Over the past few weeks I’ve spent a lot of time reviving some of my older machines, installing many different distros and tweaking them and I wanted to share my 1-line reviews in case they help someone else looking to take the plunge into Linux for desktop.
TL;DR what does Mark use
- Pop!_OS: for my main desktop which I use both for local development of PyTorch and gaming
- Omarchy: on my thinkpad T14 laptop, it’s beautiful OOB and Wayland really lets me manage my 14 inch display really efficiently
- Bazzite: I’ve repursosed a mini Framework desktop PC as my home entertainment system and I mostly use this to play games on the couch
But back to the guide!
The key to remember is that Linux distros differ along 2 important dimensions
- The core audience which determines which software gets installed OOB
- The release and backwards compatibility strategy
Your preferences with 1 and comfort level with 2 is primarily what’ll determine your choices.
The reviews
- Ubuntu: This is what almost everyone uses and for good reason, it’s stable, it rarely breaks and it has a OS X like aesthetic with Gnome. It’s a great choice but at least for AI developers I now recommend Pop!_OS instead which is Ubuntu based but also ships well tested NVIDIA drivers so you don’t have to muck around yourself installing them (something people spend way too much time on vanilla ).

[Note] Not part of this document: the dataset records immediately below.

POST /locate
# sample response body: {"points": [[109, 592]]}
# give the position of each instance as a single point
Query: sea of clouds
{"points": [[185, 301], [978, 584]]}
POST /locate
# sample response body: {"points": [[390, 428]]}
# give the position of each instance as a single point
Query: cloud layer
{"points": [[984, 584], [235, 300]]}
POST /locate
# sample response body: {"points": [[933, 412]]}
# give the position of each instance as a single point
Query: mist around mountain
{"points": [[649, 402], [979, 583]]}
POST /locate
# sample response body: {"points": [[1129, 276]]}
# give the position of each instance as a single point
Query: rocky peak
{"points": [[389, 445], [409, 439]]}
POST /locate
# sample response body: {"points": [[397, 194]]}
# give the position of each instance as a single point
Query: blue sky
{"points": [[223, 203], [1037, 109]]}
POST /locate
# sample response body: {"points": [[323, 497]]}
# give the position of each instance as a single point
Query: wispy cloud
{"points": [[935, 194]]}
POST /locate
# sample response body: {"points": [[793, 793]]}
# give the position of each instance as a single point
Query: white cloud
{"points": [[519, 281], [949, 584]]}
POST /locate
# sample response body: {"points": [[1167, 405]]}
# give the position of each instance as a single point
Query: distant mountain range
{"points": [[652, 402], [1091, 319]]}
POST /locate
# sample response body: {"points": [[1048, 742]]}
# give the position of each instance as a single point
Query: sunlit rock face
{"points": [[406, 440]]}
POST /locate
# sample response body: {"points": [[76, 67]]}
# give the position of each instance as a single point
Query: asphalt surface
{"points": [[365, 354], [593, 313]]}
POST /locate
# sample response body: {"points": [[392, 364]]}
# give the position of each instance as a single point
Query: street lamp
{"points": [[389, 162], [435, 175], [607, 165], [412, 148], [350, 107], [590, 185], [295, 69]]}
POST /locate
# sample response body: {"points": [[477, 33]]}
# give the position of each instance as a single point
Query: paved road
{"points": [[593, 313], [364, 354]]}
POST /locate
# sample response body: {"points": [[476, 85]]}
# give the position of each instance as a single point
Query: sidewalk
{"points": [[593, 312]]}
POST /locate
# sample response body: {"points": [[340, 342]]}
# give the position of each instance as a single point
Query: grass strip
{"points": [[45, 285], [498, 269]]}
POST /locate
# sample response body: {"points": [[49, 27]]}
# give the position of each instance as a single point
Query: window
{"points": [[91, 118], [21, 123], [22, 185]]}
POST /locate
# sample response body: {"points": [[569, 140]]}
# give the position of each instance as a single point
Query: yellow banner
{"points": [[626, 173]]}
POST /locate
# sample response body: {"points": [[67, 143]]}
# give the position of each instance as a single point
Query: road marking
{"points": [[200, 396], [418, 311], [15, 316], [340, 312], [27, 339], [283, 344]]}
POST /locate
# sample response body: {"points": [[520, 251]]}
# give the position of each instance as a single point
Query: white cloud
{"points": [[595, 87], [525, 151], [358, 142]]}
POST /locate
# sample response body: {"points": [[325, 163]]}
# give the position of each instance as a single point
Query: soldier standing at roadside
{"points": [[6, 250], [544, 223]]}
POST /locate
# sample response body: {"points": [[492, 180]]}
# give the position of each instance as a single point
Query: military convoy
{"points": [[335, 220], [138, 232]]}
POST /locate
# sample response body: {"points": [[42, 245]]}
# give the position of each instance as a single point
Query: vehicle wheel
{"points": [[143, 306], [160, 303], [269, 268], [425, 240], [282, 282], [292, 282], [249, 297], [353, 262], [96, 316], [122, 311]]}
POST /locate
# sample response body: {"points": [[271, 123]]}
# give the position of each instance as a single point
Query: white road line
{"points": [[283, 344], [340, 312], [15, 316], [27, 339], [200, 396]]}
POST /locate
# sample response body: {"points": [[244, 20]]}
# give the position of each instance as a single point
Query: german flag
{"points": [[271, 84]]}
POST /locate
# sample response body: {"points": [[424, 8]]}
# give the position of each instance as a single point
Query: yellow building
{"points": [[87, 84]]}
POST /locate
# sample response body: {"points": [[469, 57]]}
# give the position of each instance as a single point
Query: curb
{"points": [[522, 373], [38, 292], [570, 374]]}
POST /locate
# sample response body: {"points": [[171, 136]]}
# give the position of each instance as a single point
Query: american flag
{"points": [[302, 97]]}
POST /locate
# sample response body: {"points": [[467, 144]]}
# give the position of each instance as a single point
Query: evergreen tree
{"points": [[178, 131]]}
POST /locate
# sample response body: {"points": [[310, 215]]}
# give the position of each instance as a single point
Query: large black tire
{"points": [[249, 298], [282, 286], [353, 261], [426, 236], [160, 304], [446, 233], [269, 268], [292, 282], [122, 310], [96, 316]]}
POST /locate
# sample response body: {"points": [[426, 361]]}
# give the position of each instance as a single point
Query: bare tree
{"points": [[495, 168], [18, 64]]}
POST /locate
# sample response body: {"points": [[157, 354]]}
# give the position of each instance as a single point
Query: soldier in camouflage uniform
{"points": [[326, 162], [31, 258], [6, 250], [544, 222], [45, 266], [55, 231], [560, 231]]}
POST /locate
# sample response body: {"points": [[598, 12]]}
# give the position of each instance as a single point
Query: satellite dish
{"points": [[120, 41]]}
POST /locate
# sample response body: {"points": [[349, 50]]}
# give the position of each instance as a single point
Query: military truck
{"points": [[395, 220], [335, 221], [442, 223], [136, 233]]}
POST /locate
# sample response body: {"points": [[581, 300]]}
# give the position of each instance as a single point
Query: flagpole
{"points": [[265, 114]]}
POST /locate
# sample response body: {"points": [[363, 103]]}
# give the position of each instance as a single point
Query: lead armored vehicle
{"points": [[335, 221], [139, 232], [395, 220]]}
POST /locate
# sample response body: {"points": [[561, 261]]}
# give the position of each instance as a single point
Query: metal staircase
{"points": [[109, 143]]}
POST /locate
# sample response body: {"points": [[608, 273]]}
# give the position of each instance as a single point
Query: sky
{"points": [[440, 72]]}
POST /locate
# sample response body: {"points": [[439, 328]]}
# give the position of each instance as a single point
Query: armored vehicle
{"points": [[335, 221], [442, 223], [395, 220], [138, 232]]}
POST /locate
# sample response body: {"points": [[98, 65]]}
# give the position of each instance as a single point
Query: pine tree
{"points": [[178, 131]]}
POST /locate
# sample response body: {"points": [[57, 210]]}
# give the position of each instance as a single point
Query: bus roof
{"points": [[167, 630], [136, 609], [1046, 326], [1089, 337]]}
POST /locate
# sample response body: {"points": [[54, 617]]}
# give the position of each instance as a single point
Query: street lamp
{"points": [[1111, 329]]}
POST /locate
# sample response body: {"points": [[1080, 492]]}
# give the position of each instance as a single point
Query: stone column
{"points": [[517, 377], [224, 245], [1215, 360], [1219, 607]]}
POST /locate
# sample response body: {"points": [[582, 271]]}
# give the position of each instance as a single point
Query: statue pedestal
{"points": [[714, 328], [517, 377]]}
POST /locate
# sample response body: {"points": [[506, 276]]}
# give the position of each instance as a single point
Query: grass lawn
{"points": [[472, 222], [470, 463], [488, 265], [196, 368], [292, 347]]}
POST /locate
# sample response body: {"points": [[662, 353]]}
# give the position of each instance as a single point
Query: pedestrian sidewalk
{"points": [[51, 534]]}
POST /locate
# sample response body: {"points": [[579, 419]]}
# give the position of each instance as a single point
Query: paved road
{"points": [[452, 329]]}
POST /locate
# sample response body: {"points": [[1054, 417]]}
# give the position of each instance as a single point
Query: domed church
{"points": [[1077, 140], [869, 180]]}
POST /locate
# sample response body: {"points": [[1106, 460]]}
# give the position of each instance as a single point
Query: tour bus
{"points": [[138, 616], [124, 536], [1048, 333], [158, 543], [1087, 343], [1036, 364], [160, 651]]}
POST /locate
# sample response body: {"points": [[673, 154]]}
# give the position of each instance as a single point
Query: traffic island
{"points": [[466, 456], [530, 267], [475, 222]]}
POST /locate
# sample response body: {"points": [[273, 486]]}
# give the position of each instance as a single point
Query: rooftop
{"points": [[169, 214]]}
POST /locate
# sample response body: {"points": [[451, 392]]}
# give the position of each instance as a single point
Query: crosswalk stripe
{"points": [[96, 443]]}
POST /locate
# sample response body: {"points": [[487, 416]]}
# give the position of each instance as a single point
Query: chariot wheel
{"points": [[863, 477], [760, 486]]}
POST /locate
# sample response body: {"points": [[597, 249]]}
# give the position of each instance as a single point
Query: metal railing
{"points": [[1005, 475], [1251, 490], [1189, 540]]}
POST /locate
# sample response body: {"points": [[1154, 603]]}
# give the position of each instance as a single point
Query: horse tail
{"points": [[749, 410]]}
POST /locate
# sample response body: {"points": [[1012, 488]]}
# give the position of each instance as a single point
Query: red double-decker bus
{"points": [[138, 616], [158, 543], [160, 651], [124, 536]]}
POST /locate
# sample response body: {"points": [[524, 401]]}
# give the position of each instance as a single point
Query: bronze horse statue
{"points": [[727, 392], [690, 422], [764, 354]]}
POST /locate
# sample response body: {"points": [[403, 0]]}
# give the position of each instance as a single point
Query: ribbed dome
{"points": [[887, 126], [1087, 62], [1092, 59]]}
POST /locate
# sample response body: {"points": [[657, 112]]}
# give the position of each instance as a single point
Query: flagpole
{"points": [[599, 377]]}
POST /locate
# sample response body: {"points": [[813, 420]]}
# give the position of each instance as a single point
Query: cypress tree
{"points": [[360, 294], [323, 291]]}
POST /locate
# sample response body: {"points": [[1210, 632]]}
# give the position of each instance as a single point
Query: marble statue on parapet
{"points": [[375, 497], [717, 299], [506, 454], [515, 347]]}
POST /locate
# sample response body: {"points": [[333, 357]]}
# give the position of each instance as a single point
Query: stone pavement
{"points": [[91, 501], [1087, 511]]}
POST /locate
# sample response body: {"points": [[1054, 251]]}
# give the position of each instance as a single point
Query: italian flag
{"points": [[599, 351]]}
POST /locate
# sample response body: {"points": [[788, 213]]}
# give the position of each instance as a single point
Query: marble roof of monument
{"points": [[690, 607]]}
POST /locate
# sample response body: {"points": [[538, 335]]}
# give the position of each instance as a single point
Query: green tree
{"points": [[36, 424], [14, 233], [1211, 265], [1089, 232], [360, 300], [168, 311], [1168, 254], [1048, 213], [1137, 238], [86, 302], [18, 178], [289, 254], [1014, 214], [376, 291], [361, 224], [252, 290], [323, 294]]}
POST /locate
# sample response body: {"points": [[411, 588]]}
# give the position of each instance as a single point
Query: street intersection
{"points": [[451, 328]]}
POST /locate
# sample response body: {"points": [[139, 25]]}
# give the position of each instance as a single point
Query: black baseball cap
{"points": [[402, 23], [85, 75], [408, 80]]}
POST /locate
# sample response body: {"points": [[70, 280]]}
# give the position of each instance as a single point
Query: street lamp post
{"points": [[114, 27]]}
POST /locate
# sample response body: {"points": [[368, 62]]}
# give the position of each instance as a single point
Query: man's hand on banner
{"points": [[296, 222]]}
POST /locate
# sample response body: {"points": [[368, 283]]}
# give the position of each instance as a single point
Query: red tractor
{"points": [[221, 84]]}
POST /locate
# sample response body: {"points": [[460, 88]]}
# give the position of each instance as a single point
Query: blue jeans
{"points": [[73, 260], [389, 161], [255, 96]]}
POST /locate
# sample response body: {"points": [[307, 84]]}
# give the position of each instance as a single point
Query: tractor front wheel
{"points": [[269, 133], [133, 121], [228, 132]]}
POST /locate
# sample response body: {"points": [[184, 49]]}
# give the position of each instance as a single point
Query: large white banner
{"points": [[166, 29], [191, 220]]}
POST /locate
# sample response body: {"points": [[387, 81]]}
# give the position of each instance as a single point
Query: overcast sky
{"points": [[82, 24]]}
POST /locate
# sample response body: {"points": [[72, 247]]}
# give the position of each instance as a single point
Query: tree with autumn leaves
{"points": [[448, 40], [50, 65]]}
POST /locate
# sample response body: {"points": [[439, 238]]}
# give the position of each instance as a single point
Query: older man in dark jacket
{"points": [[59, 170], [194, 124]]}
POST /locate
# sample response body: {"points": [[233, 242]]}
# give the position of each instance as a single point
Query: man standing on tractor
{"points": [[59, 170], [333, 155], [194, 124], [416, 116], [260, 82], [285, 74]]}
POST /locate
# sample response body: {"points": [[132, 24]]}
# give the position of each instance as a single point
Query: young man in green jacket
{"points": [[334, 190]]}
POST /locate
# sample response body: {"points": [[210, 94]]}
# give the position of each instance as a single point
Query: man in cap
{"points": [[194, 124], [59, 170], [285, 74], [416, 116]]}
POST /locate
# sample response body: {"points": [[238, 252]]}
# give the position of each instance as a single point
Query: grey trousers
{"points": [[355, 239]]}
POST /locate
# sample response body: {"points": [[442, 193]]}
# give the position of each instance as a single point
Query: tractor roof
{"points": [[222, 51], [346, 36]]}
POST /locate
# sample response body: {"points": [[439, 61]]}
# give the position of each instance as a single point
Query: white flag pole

- Red Hat: Is an entreprise Linux distro which requires buying a license so similar distros that have popped up that are community supported are Fedora and CentOS. These are all reasonable choices if you’re running linux on server where reliability and security are the most important considerations. At least for Desktop though this is not as big of a deal
- Mint: If you’re coming from Windows this is a reasonable first choice using the defaults from KDE but I wouldn’t personally use it anymore
- Omarchy: Omarchy is a fairly opiniated arch based distro, I like it a lot because it can show you directionally how you could set something up with beautiful themes and tons of clever keyboard shortcuts and of course the wonderful Wayland tiling manager. I don’t know if I’ll use Omarchy for a long time but using it for a few weeks confirmed to me that I never want to use Windows or Mac ever again
- Arch: Both Arch and Nix have often been described to me as the dark souls of linux distros, the main challenge with Arch is it does rolling releases so everytime you update your packages you’re basically installing untested nightlies of everything which means almost everything is expected to break. With things like Nix you can rollback towards something that did work easily but still, this is a type of distro I expect to do hobby projects on but not something I expect to main anytime soon
- Raspberry Pi OS: Doesn’t really need to be its own thing but it has reasonable defaults like it works well on ARM, it recognizes the pins on the physical hardware and it comes with a bunch of preinstalled software for students
- Bazzite: Bazzite is basically primarily a gaming console sort of distro, I’ve repurposed an old PC of mine and hooked it up to my TV, it comes preinstalled with all sorts of bluetooth drivers for various wireless controllers, there’s no login because again you would expect to start playing all your steam and PC games. Another similar distro would be Steam OS by Valve which has really helped make Linux gaming a reality and most notably supported protondb which will run Windows games on Linux without emulation but translating Windows specific syscalls using Wine
- Kali: Something I used when I was much younger but it was fun to learn basics of security, again a lot of linux distros are primarily about focusing on a specific audience with tools for that audience, no OS makes this clearer than Kali
Outro
If you dont know how to configure something, its almost certainly the case that Claude or Codex know how.
Finally I do want to give a special shoutout to Tailscale, managing tons of machines at home can be clunky if you’re lugging around a mouse, keyboard and monitor per device. What tailscale lets you do is after 2 commands you can easily ssh into your machines, configure them and set them up in you case you run into a rare issue. Another fancier choice would be JetKVM where you plug in a little dongle into your computer, you get an IP on the display and then you can remote desktop with full GUI support using your browser.
Overall it’s been quite remarkable to me how good these distros and how strong the support has been despite them being mostly volunteer maintained projects. If we zoom out in the distant future, it’s fairly obvious to me that Linux will be the main choice of developers, AI researchers and gamers so please try any of the above distros out, I promise you’ll be pleasantly surprised.